Living on the credit line

Singaporeans are borrowing more now and many may be in deep trouble, even if they don't immediately realise this.

Plus, with many committed on real estate, if mortgage rates go up by 3 percentage points - which experts predict will happen - 1 in 10 borrowers here could find themselves struggling indeed, Mr Ravi Menon, managing director of the Monetary Authority of Singapore (MAS), warned at a press briefing last month.

It is enough of a worry that Nominated MP Laurence Lien and Non-Constituency MP Yee Jenn Jong have tabled their questions on the debt level in Singapore for tomorrow's Parliament sitting.

The debt picture in Singapore is not rosy.

According to a Credit Bureau Singapore (CBS) report, the average amount of debt per borrower is up 27 per cent, from five years ago.

As of May this year, the average principal sum that consumers owe for property, motor vehicle and personal loans is $156,980.

CIMB economist Song Seng Wun explains the consequences of higher debt. He tells The New Paper on Sunday that the rock-bottom interest rates and easy money available over the last five years have contributed to the situation.

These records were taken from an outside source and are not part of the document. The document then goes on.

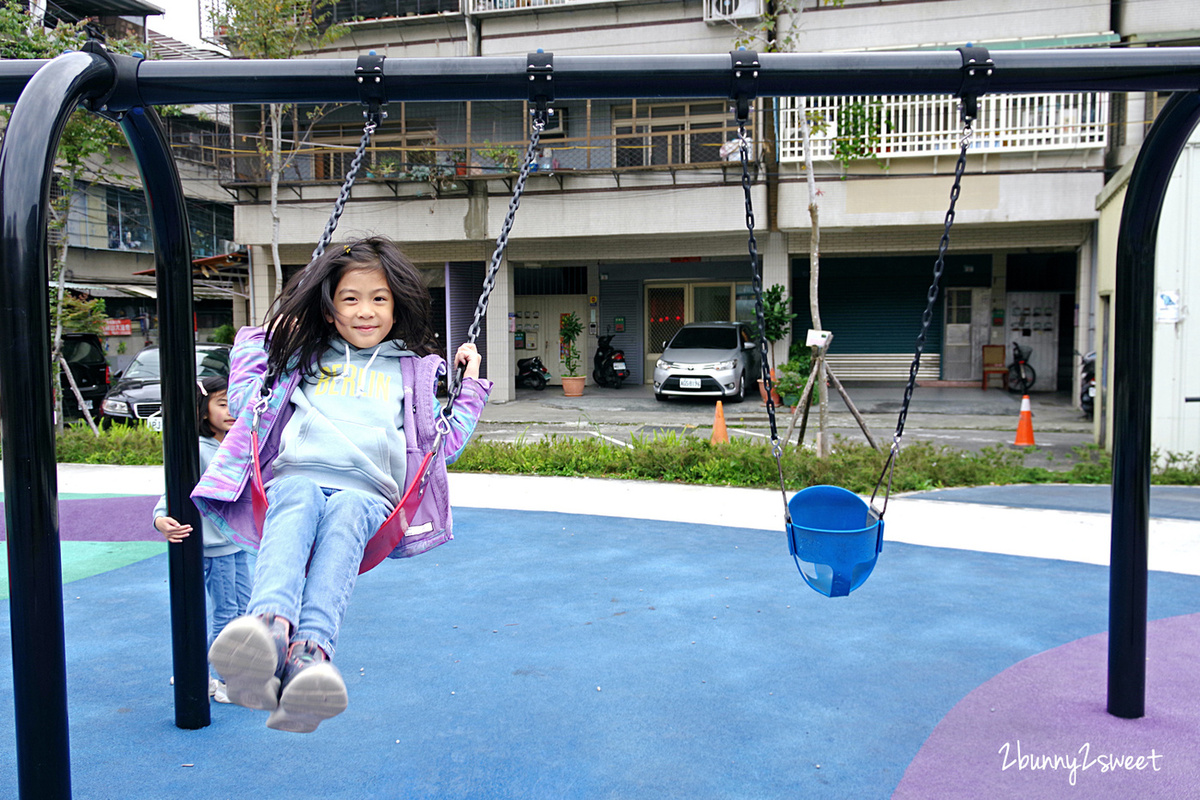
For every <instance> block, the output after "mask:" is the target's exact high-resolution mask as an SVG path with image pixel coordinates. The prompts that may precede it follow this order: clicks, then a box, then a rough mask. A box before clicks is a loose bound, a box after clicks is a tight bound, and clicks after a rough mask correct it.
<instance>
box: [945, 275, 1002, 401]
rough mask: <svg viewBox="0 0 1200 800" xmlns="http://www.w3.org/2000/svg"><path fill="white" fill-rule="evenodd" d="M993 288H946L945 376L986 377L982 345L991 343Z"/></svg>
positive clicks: (945, 379)
mask: <svg viewBox="0 0 1200 800" xmlns="http://www.w3.org/2000/svg"><path fill="white" fill-rule="evenodd" d="M990 297H991V290H990V289H986V288H978V287H976V288H961V289H955V288H950V289H947V290H946V330H944V337H943V339H942V378H943V379H944V380H979V379H980V378H982V377H983V345H984V344H986V343H988V338H986V337H988V323H989V318H988V309H989V307H990V305H991V303H990Z"/></svg>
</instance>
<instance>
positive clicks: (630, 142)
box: [220, 125, 756, 186]
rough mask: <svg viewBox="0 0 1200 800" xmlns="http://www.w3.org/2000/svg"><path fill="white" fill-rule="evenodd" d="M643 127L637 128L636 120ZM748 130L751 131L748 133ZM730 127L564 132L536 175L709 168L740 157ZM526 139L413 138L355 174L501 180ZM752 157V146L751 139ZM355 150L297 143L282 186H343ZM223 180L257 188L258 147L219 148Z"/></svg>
mask: <svg viewBox="0 0 1200 800" xmlns="http://www.w3.org/2000/svg"><path fill="white" fill-rule="evenodd" d="M640 127H641V126H640ZM752 134H754V131H752V128H751V131H750V133H749V136H751V137H752ZM736 137H737V128H736V127H734V126H720V125H718V126H714V127H706V128H698V127H696V128H689V130H686V131H682V130H676V131H641V130H640V131H638V132H635V133H630V132H623V133H617V134H612V136H608V137H596V136H593V137H564V138H557V139H550V140H545V142H542V145H541V148H540V149H539V152H538V161H536V164H535V170H536V172H541V173H566V172H592V173H601V172H604V173H614V172H620V173H626V172H654V170H678V169H704V168H708V169H712V168H719V167H721V166H725V164H728V163H730V162H733V161H737V160H738V151H737V149H736V146H734V142H736ZM526 146H527V143H526V142H523V140H521V142H516V140H514V142H487V143H482V144H473V145H466V144H437V145H434V144H416V145H409V146H388V145H379V146H372V148H370V149H368V150H367V154H366V157H365V158H364V162H362V164H361V167H360V172H359V176H358V180H362V181H390V182H397V181H398V182H404V181H413V182H421V181H426V182H433V184H438V185H442V186H445V185H449V184H452V182H457V181H458V180H466V179H487V178H504V176H508V175H512V174H515V173H516V172H517V169H518V168H520V166H521V160H522V158H523V157H524V151H526ZM750 157H751V161H754V160H755V158H756V151H755V149H754V145H752V144H751V155H750ZM353 158H354V148H353V146H348V145H322V144H319V143H318V144H312V145H307V146H305V148H304V149H301V151H300V152H298V154H296V156H295V158H293V161H292V166H290V167H289V168H288V169H287V170H286V172H284V174H283V175H282V178H281V180H282V181H283V182H286V184H293V185H296V184H313V185H316V184H340V182H341V181H342V180H343V178H344V176H346V173H347V172H348V170H349V167H350V162H352V161H353ZM220 175H221V182H222V184H223V185H226V186H239V185H240V186H260V185H264V184H265V182H266V181H268V173H266V161H265V157H264V156H263V155H260V154H259V152H258V151H257V150H242V151H240V152H238V154H234V155H228V154H223V155H222V156H221V167H220Z"/></svg>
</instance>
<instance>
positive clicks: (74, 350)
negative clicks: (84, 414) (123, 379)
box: [59, 333, 109, 417]
mask: <svg viewBox="0 0 1200 800" xmlns="http://www.w3.org/2000/svg"><path fill="white" fill-rule="evenodd" d="M62 356H64V357H65V359H66V361H67V365H68V366H70V367H71V374H72V375H74V379H76V385H77V386H79V393H80V395H83V402H84V403H86V405H88V409H89V410H90V411H91V415H92V417H96V416H98V415H100V402H101V401H102V399H103V398H104V395H106V393H107V392H108V377H109V374H108V360H107V359H106V357H104V345H103V344H102V343H101V341H100V337H98V336H96V335H95V333H64V335H62ZM59 381H60V387H61V389H60V391H61V392H62V411H64V414H66V416H67V417H77V416H83V411H82V410H80V409H79V403H78V402H77V401H76V396H74V392H73V391H71V384H70V381H68V380H67V377H66V374H65V373H64V374H60V375H59Z"/></svg>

"The rising cost of big ticket items like homes and cars have pushed people to borrow more. The problem is these people expect cost of borrowing to remain low, which is not going to be the case."

A likely segment to be stretched? CBS says there are 48,782 borrowers who have at least two mortgages in addition to other types of loans now. This is up 78 per cent from 27,343 borrowers in 2008.

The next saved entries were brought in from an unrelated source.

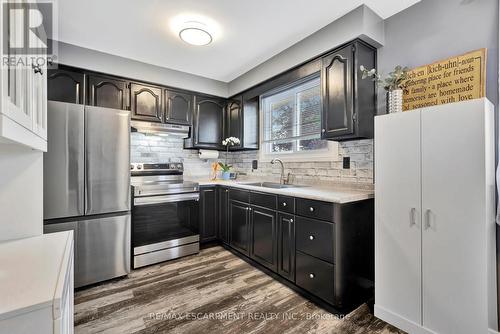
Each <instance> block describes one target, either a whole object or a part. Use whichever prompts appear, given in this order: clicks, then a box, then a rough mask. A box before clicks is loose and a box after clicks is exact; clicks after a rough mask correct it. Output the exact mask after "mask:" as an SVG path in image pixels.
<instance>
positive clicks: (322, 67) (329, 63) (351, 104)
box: [321, 41, 376, 140]
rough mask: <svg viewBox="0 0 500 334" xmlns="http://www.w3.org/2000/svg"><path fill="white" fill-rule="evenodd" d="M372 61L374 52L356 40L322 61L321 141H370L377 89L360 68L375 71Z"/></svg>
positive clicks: (325, 57)
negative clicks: (362, 73) (321, 122)
mask: <svg viewBox="0 0 500 334" xmlns="http://www.w3.org/2000/svg"><path fill="white" fill-rule="evenodd" d="M375 60H376V50H375V49H373V48H372V47H370V46H368V45H366V44H364V43H362V42H359V41H357V42H354V43H352V44H349V45H347V46H344V47H342V48H341V49H339V50H336V51H334V52H332V53H330V54H328V55H326V56H324V57H323V58H322V69H321V86H322V87H321V93H322V105H323V112H322V130H321V131H322V134H321V137H322V138H323V139H331V140H348V139H356V138H373V119H374V116H375V108H376V86H375V83H374V82H373V81H372V80H370V79H367V80H362V79H361V75H362V73H361V71H360V70H359V66H360V65H364V66H365V67H366V68H374V67H375Z"/></svg>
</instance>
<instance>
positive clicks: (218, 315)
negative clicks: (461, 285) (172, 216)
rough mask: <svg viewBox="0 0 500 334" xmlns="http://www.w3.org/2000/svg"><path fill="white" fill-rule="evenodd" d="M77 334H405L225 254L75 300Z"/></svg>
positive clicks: (357, 310) (82, 295)
mask: <svg viewBox="0 0 500 334" xmlns="http://www.w3.org/2000/svg"><path fill="white" fill-rule="evenodd" d="M75 332H76V333H189V334H191V333H204V334H209V333H217V334H222V333H230V334H240V333H266V334H271V333H342V334H351V333H353V334H354V333H356V334H361V333H377V334H390V333H391V334H392V333H403V332H401V331H398V330H397V329H395V328H394V327H392V326H390V325H388V324H387V323H385V322H383V321H382V320H380V319H377V318H375V317H374V316H373V315H371V314H370V312H369V310H368V306H366V305H362V306H361V307H359V308H358V309H356V310H355V311H353V312H352V313H350V314H349V315H347V316H346V317H344V318H343V319H340V318H338V317H335V316H334V315H333V314H331V313H329V312H327V311H325V310H323V309H321V308H319V307H317V306H316V305H314V304H313V303H311V302H309V301H307V300H306V299H304V298H303V297H301V296H300V295H298V294H297V293H295V292H294V291H293V290H291V289H289V288H288V287H286V286H285V285H283V284H281V283H279V282H278V281H276V280H274V279H272V278H271V277H269V276H267V275H266V274H264V273H263V272H261V271H259V270H258V269H256V268H254V267H252V266H251V265H249V264H248V263H246V262H245V261H243V260H242V259H240V258H238V257H237V256H235V255H234V254H232V253H231V252H229V251H227V250H225V249H223V248H222V247H212V248H208V249H204V250H202V251H201V252H200V254H198V255H193V256H189V257H185V258H182V259H178V260H175V261H170V262H164V263H162V264H159V265H153V266H149V267H146V268H142V269H139V270H135V271H133V272H132V273H131V274H130V275H129V276H128V277H127V278H123V279H117V280H113V281H110V282H107V283H104V284H101V285H97V286H93V287H90V288H86V289H83V290H79V291H77V292H76V293H75Z"/></svg>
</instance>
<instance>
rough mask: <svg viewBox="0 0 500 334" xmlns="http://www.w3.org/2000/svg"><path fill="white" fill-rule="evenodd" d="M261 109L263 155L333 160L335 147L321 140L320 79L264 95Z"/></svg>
mask: <svg viewBox="0 0 500 334" xmlns="http://www.w3.org/2000/svg"><path fill="white" fill-rule="evenodd" d="M261 106H262V107H261V116H262V122H261V124H262V125H263V128H262V138H261V148H262V150H261V155H267V156H279V157H280V158H288V159H289V160H300V157H302V158H306V157H307V158H308V159H309V158H311V157H312V156H313V155H314V156H315V157H317V158H323V159H321V160H324V159H327V160H333V159H332V158H333V157H335V155H333V153H334V152H332V146H334V144H333V143H332V144H330V143H329V142H328V141H326V140H321V90H320V78H319V76H317V75H316V76H314V77H312V78H307V79H305V80H301V81H300V82H298V83H295V84H293V85H291V86H288V87H286V88H282V89H280V90H277V91H274V92H271V93H268V94H265V95H263V96H261Z"/></svg>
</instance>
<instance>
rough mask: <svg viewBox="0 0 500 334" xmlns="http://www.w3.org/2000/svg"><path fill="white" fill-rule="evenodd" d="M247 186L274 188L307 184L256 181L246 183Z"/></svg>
mask: <svg viewBox="0 0 500 334" xmlns="http://www.w3.org/2000/svg"><path fill="white" fill-rule="evenodd" d="M245 185H247V186H255V187H263V188H274V189H285V188H304V187H307V186H299V185H297V184H280V183H274V182H254V183H245Z"/></svg>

MAS says that 5 to 10 per cent of borrowers here have probably overstretched themselves on their property purchases.

That is, their total debt servicing payments, including those for their home, car and other loans, amount to more than 60 per cent of their income.

Mr Song also cautions that borrowers should be more prudent when it comes to property purchases here or overseas.

"Borrowers think it's cheap money and expect good returns, but this is not guaranteed. When cost of borrowing does eventually go up and they will find themselves severely stretched."

And in the worst case scenario, the debts can mean bankruptcies. And there has already been an increase.

From January to June this year, 1,061 bankruptcy orders have been made while only 862 were made in the same period last year. In 2012, there were a total of 1,758 bankruptcy orders made.

Data from CBS also shows that consumers now have higher unsecured loans and higher credit card balances as compared with 2008.

The average principal sum they owe has gone up from $8,887 in May 2008 to $12,678 as of May this year, which is a rise of 43 per cent. Unsecured loans include credit cards, education and renovation loans.

The monthly credit card balance has also risen, from $4,591 in 2008 to $5,488 today - a 19 per cent increase.

Mr Song says that there has been a greater dependence on credit because of preferences to lead a certain kind of lifestyle.

But he adds that it the increase in credit card balances is not an issue, as long as the consumers have the means.

"While, the growth of the economy here is not as much as expected, there are still sufficient job opportunities and this inspires confidence in consumers, who then spend," he says.

But banks should be more prudent, for example, by not giving out new credit cards until the consumer has paid his debt.